Consider the following game: two players, Yolanda (who always goes first) and Zachary, take turns selecting (not yet chosen) numbers between $1$ and $9$. The first player who can make three of their selected numbers sum to $15$ wins. This is well-known to be isomorphic to Tic-Tac-Toe (and so in particular, the game is a draw with best play) by mapping numbers to their locations in the $3\times 3$ magic square: $$ \begin{array}{c|c|c} 8 & 1 & 6 \\ \hline 3 & 5 & 7 \\ \hline 4 & 9 & 2 \\ \end{array} $$ Thus, for instance, Yolanda can ensure at least a draw by choosing $5$; and if Zachary replies with some other odd number (say, $7$) then she can win — in this particular instance, by choosing $6$ (forcing Zachary to 'block' with $4$) and then picking $1$ (winning next turn with either $\{1,6,8\}$ or $\{1,5,9\}$). Of course, if Zachary responds to Yolanda's first move of $5$ with any of the even numbers (i.e., the corner squares) then he can draw.
On the other hand, the analogous game where the players choose numbers between $1$ and $10$ (still trying to find a subset of three numbers which sum to $15$) becomes a first-player win: Yolanda can start by choosing $2$, and then choose either $3$ or $5$ based on Zachary's first move. For instance, if Zachary replies by picking $5$, then Yolanda picks $3$; now Zachary has to pick $10$ to keep her from winning immediately, and Yolanda can choose $4$, winning next move with one of $\{3,4,8\}$ or $\{2,4,9\}$.
What I'm wondering is if the generalized version of this game has been studied at all: let two players alternate choosing numbers from $\{1\ldots m\}$ with the goal being to select a subset of size $d$ summing to $N$. Then there are a lot of natural questions that can be asked:
(a) Is there a characterization (even partial) of which particular values $(d,m,N)$ lead to a win for the first player?
(b) More particularly: is the game monotonic in $m$? That is, if the $(d,m_0,N)$ game is a first-player win, is $(d,m,N)$ a first-player win for all $m\geq m_0$? The usual strategy-stealing arguments show that the game must be either a draw or a first-player win with perfect play (since having an extra number in your 'bin' is never a down side), but at least at first glance it's not clear that a winning strategy on $\{1\ldots m\}$ can't be invalidated back to a draw by the existence of additional counter options when $m$ increases.
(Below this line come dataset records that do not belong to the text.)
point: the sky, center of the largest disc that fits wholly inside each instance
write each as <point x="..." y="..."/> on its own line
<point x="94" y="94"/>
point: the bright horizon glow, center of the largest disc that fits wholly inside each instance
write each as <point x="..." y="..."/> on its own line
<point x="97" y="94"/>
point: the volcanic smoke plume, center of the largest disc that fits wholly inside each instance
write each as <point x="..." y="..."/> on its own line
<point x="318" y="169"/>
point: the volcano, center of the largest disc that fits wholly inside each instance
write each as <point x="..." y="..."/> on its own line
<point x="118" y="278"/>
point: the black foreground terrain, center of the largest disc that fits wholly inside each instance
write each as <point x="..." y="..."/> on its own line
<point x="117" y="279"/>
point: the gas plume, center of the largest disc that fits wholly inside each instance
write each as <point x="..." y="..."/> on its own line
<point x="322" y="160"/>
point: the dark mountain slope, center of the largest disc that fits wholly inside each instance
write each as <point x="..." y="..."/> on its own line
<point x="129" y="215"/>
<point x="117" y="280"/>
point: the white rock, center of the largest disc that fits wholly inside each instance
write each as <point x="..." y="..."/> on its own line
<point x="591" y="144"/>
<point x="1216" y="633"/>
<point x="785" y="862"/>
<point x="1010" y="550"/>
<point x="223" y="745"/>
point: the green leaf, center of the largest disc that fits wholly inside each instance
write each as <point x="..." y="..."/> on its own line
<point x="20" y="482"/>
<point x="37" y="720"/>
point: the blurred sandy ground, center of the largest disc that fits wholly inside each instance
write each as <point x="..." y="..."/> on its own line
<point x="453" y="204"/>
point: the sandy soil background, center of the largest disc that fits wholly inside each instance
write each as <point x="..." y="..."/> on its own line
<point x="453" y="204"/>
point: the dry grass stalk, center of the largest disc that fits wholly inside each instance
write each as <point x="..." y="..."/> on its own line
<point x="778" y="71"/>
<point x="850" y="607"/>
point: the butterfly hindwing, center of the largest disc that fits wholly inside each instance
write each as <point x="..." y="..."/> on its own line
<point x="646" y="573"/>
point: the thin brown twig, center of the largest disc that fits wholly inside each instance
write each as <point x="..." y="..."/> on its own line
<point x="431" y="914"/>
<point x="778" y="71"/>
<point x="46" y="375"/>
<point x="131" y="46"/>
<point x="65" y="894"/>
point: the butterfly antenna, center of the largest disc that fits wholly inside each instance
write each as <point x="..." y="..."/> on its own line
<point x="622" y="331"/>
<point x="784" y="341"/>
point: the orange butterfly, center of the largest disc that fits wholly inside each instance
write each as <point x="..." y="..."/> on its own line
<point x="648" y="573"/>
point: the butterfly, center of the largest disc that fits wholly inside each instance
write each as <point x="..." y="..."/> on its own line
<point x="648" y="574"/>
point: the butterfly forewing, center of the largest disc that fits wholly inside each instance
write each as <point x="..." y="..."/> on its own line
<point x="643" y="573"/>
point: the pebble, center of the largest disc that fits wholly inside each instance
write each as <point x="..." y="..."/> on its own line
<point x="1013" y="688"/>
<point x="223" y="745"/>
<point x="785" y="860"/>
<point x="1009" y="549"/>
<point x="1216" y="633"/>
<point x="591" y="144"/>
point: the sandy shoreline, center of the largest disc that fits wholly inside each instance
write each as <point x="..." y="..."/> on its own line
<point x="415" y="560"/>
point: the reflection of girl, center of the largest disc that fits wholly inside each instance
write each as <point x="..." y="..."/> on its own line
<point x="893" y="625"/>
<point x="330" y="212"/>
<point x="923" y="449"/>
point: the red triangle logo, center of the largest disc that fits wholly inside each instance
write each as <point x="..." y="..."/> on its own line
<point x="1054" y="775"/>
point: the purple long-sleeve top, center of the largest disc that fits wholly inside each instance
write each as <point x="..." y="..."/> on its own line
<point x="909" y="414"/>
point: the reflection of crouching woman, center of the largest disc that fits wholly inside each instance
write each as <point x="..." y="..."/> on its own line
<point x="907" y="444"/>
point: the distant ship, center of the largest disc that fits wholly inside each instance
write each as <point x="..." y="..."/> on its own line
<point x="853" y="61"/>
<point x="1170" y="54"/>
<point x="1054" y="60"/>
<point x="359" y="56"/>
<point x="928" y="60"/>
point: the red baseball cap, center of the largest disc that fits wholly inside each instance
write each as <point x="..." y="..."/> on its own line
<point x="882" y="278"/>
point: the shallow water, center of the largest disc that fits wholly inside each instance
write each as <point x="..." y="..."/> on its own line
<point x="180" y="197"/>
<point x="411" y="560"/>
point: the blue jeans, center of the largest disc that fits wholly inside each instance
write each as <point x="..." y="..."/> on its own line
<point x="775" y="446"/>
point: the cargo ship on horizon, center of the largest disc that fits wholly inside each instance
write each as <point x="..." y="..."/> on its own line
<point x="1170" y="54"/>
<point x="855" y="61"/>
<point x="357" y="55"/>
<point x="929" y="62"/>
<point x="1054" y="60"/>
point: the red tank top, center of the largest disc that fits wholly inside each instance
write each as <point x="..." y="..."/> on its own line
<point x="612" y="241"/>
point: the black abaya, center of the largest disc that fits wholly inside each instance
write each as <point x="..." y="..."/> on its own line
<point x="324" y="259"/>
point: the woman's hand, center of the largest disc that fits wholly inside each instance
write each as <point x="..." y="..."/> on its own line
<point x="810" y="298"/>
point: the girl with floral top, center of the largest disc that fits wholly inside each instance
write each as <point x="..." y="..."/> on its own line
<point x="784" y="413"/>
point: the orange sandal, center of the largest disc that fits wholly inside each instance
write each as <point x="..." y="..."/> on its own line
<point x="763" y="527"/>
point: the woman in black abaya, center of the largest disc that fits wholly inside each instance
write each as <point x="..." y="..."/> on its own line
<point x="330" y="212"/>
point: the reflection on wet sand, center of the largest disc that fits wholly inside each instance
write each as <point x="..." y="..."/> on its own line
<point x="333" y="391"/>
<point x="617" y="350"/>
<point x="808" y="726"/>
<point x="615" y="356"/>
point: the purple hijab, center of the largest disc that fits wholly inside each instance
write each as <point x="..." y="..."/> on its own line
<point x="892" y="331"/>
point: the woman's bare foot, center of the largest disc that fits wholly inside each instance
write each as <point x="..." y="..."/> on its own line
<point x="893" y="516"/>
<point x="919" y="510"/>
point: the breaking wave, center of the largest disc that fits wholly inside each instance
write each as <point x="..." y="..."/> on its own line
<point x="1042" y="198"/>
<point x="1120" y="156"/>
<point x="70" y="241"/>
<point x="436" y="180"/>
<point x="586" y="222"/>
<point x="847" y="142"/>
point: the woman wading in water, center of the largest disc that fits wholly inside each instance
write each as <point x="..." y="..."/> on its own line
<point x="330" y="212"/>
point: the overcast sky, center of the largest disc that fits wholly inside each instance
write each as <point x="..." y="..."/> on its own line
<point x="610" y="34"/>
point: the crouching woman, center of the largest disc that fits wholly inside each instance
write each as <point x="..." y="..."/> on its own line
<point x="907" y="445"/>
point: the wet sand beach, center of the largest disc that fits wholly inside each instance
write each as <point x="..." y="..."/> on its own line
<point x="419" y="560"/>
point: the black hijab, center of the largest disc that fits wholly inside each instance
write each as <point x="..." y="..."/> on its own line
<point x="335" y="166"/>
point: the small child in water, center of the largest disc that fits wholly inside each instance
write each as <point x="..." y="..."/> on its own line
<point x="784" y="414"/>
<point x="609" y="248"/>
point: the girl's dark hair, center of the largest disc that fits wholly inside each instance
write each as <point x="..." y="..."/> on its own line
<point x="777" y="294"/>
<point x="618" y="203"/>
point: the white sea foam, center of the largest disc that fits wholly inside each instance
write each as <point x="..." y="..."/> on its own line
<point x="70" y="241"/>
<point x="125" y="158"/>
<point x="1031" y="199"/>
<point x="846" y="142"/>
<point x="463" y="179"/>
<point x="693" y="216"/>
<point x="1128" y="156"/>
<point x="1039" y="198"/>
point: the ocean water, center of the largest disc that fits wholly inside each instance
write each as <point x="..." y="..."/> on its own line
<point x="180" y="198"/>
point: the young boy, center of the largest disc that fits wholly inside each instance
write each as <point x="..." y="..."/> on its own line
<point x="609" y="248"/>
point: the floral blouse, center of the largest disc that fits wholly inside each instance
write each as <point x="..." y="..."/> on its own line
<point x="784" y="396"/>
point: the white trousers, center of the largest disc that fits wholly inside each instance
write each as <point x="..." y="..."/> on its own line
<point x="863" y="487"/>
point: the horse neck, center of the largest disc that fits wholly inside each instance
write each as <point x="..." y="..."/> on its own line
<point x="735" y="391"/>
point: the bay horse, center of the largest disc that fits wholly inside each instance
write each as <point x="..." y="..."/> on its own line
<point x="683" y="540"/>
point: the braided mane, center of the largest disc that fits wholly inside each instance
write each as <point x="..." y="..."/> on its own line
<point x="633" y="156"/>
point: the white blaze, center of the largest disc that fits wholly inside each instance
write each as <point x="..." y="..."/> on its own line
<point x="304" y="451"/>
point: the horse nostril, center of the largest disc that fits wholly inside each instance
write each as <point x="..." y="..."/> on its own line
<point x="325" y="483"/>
(c) Is it even the case that for every $d\gt2$ there are some $m$ and $N$ with the $(d,m,N)$ game a first-player win? (A trivial pairing argument shows that this can never be true for $d=2$.) It seems like there may be Ramsey arguments here, but I haven't proved it yet.
I've skimmed my various CGT references and haven't found anything about this game so far; any pointers would be greatly appreciated.